Whether the circumstances and conditions shown by the evidence admitted to exist were such as would warrant a recovery here, however, it is unnecessary for us to determine, for the reason that we think error was committed in the exclusion of considerable evidence tending to show the exact situation at the place and at the time of the accident. Were such evidence admitted the plaintiff might have been able to make out a prima facie case.

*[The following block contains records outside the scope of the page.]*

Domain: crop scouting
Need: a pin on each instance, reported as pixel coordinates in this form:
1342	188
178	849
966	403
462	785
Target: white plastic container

Thus, upon the question of defendant’s negligence, it was proper as bearing upon the degree of care which the defendant should exercise, to show the general character of the highway, the safeguards, if any, provided to avert accidents; and upon the question of contributory negligence it was competent to show, in addition to the difficulty of perceiving danger, all the circumstances which would bear upon the manner in which the accident happened, and everything relating to the highway as a thoroughfare, the extent of travel upon it, and *273whether at that point many persons were obliged at all times of the day to cross, from all of which the inference might be drawn that the intestate would not reasonably anticipate that a train would approach without warning at a high rate of speed. In the case of Judson v. Centred Vermont R. R. Co. (158 N. Y. 597), wherein it was held (head note) that “ a person approaching a railroad crossing is not bound to exercise the greatest diligence, but only such as a prudent man approaching such a place would ordinarily exercise under the circumstances,” the rule was pointed out that what a person desiring to cross a railroad track must do in a given case to relieve himself from the charge of negligence is for the jury to decide, in view of the circumstances developed.
Aside from these questions of negligence, our attention is called by the appellant to the exclusion of evidence bearing upon the allegation of the complaint that the defendant inhumanly treated the injured man after the accidént, by conveying him in its baggage car without medical attendance from Teaneck to Weehawken, where he died. This objection is met on the part of the defendant by showing that, although the complaint contained the allegation referred to,, it was also alleged therein that the death of the plaintiff’s intestate was caused, by the collision itself. Further, the defendant avers that, for such personal injuries, if any, recovery was impossible after death. In regard to these questions we think that no comment is necessary, in view of the conclusion at which we have arrived, that error was committed in excluding evidence offered upon the defendant’s negligence and the freedom of the deceased from contributory negligence.
We think, therefore, that the judgment should be reversed for the reasons stated and a new trial ordered, with costs to the appellant to abide the event.
Van Brunt, P. J., Rumsey and McLaughlin, JJ., concurred.
Judgment reversed, new trial ordered, costs to appellant to abide event.